The London-based ONS said UK's second-quarter Gross Domestic Product (GDP) expanded to 0.7% growth in the second quarter from 0.3 percent a quarter ago, beating the advance reading and expectations of 0.6 percent growth.
The second reading on UK annual GDP figure was revised upwardly at 1.5 percent from 0.3 percent in the year ended first quarter while beating 1.5 percent growth expected by analysts'. It was the first time since 2011 that the UK economy has seen a fast pace of quarterly increases, after a 0.3 percent growth at the beginning of this year.
All parts of the economy contributed to the uplift, with exports climbing 3.6 percent from 0.1 percent drop, sharply exceeding expectations for 1.5 percent. Government Spending increased to 0.9 percent in the second quarter.
We've seen a round of upbeat data out of the UK recently, suggesting the economy is on sustainable path of economic recovery. Improvements in retail sales, the labor market and house prices data, all signaled consumer are driving back the economy into safety.
Last week, minutes of the meeting of the Bank of England's Monetary Policy Committee showed the forward guidance policy issued by Bank of England governor Mark Carney failed to get the full backing of the Bank's monetary policy chiefs
Policy makers lacked unanimity on Governor Mark Carney's guidance linking interest rates to unemployment at the last meeting with Martin Weale, who backed the forward guidance policy, voting against the policy as he wanted the Bank to adopt a tougher stance to manage inflation if it continued to defy the Bank's 2% target.
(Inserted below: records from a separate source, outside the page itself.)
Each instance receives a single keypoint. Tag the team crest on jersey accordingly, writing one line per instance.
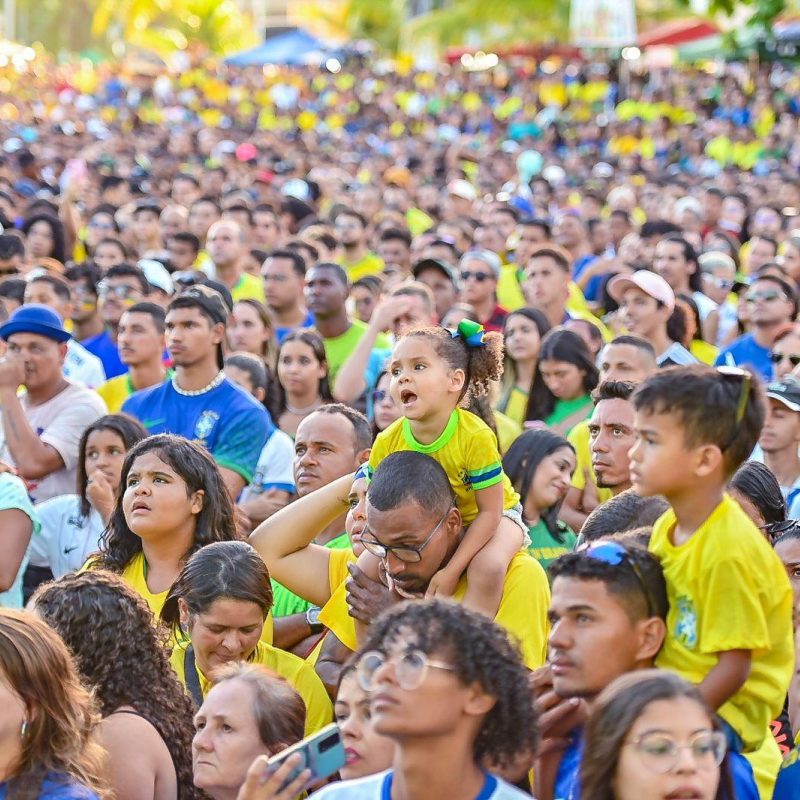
(206, 423)
(686, 622)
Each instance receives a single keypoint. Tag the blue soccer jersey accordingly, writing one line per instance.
(232, 425)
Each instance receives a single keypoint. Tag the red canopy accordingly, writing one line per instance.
(679, 31)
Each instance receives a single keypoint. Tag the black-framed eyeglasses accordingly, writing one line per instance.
(773, 530)
(742, 375)
(777, 357)
(660, 753)
(406, 553)
(614, 554)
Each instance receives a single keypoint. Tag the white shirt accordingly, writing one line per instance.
(60, 422)
(374, 787)
(705, 305)
(275, 468)
(67, 538)
(84, 367)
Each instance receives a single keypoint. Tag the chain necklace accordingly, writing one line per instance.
(220, 376)
(302, 412)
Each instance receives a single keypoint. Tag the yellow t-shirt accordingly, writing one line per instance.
(296, 671)
(509, 292)
(467, 450)
(248, 287)
(728, 590)
(579, 438)
(371, 264)
(134, 576)
(522, 612)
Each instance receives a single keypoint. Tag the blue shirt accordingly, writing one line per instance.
(282, 333)
(746, 352)
(232, 425)
(102, 345)
(58, 787)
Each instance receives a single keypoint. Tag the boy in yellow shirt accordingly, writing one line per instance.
(729, 627)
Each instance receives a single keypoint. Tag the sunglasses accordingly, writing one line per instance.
(478, 276)
(379, 395)
(614, 554)
(772, 530)
(777, 357)
(767, 297)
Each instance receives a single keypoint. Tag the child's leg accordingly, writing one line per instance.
(486, 572)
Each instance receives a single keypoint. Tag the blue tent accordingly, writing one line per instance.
(282, 46)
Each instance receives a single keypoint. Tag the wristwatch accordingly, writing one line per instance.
(312, 618)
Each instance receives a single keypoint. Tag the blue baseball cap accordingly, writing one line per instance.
(34, 318)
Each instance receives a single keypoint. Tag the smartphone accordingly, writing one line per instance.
(323, 754)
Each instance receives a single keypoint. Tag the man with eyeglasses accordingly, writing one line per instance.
(718, 274)
(354, 255)
(780, 439)
(480, 272)
(609, 598)
(772, 304)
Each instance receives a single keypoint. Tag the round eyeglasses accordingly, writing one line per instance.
(410, 668)
(660, 753)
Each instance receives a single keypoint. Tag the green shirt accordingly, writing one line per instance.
(340, 348)
(284, 602)
(545, 547)
(580, 408)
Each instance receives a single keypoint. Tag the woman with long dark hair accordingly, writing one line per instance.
(569, 373)
(44, 237)
(172, 501)
(48, 730)
(221, 600)
(651, 735)
(72, 524)
(524, 395)
(303, 378)
(540, 464)
(121, 657)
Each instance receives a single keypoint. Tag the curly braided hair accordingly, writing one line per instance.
(122, 653)
(480, 652)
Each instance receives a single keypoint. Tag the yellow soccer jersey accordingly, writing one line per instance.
(578, 437)
(467, 451)
(728, 590)
(296, 671)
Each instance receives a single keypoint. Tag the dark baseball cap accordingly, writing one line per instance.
(434, 263)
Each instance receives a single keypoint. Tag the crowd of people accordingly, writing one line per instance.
(459, 409)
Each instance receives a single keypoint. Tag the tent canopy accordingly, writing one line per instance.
(677, 32)
(282, 46)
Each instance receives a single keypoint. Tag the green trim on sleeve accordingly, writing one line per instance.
(445, 436)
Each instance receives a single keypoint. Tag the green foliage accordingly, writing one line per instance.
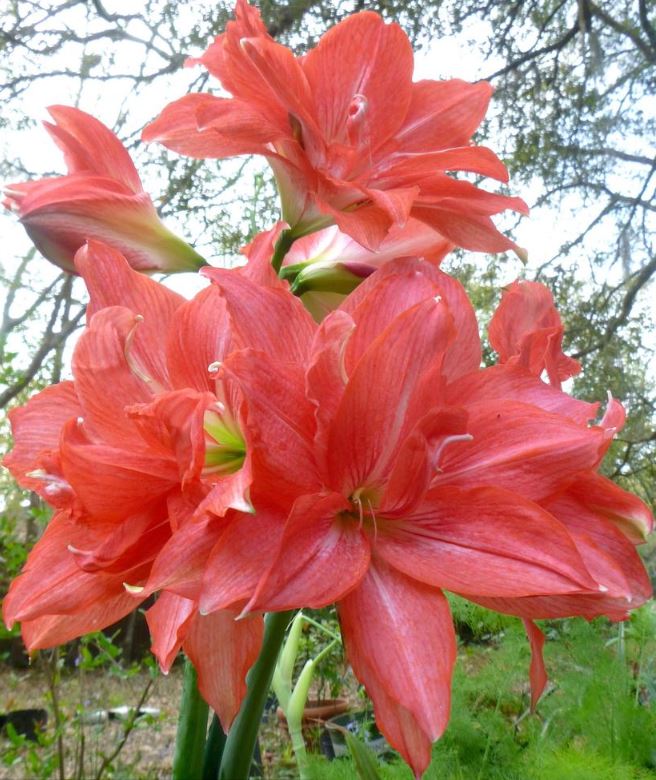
(596, 720)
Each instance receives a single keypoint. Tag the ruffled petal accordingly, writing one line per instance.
(204, 126)
(400, 642)
(36, 429)
(266, 319)
(511, 382)
(339, 76)
(485, 541)
(223, 650)
(90, 147)
(526, 328)
(520, 447)
(373, 415)
(537, 672)
(243, 552)
(322, 556)
(111, 282)
(168, 621)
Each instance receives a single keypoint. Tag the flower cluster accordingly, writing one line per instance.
(236, 455)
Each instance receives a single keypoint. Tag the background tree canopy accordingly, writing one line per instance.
(572, 117)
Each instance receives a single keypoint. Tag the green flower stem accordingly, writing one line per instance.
(240, 744)
(192, 728)
(213, 749)
(283, 246)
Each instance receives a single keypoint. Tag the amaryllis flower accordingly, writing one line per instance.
(351, 139)
(145, 444)
(421, 472)
(527, 329)
(101, 198)
(330, 261)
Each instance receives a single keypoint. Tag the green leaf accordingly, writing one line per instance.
(363, 757)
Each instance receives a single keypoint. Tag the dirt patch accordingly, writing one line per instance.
(148, 751)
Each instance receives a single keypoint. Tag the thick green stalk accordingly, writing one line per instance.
(213, 749)
(192, 727)
(283, 246)
(240, 744)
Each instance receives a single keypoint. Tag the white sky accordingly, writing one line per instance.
(542, 234)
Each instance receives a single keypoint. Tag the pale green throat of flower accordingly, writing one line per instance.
(225, 448)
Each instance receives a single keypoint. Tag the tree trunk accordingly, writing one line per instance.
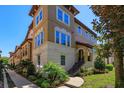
(108, 60)
(119, 71)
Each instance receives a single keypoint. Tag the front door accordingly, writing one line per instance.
(81, 55)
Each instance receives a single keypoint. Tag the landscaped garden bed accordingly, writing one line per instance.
(50, 76)
(1, 76)
(9, 80)
(99, 80)
(1, 79)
Jobs data also released last week, showed unemployment rate averaged 7.8% in the three months to June, well above the bank's target, yet figures showing a decline of 29,200 people claiming out-of-work benefits in July suggested the jobless rate may fall more quickly toward the BOE's 7% by the end of 2016 target.
The volatile GBPUSD is trading up again around 1.56324, after the pair starter Fridays' session at 1.55860. the pair has so far recorded a high of 1.56360.
IMOH, Clement I.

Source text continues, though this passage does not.